Researchers at UC Santa Barbara and the Nature Conservancy have compiled a new dataset of damage caused by wildfires in California as part of a broader project on future land use in the state. The report illustrates how the recent set of severe fires fits into a broader trend of increasing burn area and damage over the past 40 years.
“It occurred to us to these data would be of interest to a lot of people, so we decided to write them up in a brief,” said coauthor Andrew Plantinga, an economics professor at the Bren School of Environmental Science & Management.
The team analyzed two sources of data from Cal Fire, the state agency in charge of fire-fighting. The first was a dataset on fire perimeters and the second included estimates of wildfire damages for each fire.
The researchers used the information to calculate trends involving the number and timing of fires throughout the state by time of year. They also calculated the total area burned and specifically identified the amount of wildland urban-interface burned. These are areas where houses intermingle with wildland vegetation, and are of particular concern to those studying wildfire.
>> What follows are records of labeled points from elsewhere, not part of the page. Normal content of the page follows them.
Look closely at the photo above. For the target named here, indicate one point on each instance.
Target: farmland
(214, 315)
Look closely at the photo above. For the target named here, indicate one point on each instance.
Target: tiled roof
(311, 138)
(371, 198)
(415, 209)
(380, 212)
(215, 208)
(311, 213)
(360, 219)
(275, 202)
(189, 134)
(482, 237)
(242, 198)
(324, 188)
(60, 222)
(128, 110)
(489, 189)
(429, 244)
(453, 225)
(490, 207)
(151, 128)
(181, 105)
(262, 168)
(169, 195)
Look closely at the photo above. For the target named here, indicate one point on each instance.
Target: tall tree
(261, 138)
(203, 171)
“The main finding is that the recent severe fires in California — including the Thomas fire in 2017 and the Camp fire in 2018 — are part of a trend in California over the past four decades,” Plantinga said. “The trend is toward more wildfires that burn larger areas and cause more damage.”
The number of acres burned per year has not only been increasing, the report found, it is also accelerating. And this increase isn’t only during the season’s peak, from June through October. The state is also seeing a longer fire season, with more acres burned in late fall than in the past. And while greater burn areas don’t automatically translate to greater damages, the researchers found that these, too, have been on the rise.
“I expected the recent severe fires to be outliers, and they are,” said Plantinga, “but it’s also clear that they represent part of a trend toward larger and more damaging fires.”
The report is part of a larger effort to estimate the costs associated with a business-as-usual approach to development in California, when considering the potential impacts of climate change. The team had previously found that interventions on natural and working lands — like forests, farms and rangelands — can contribute 2.5 times the emissions reductions by 2050 as residential and commercial sectors combined.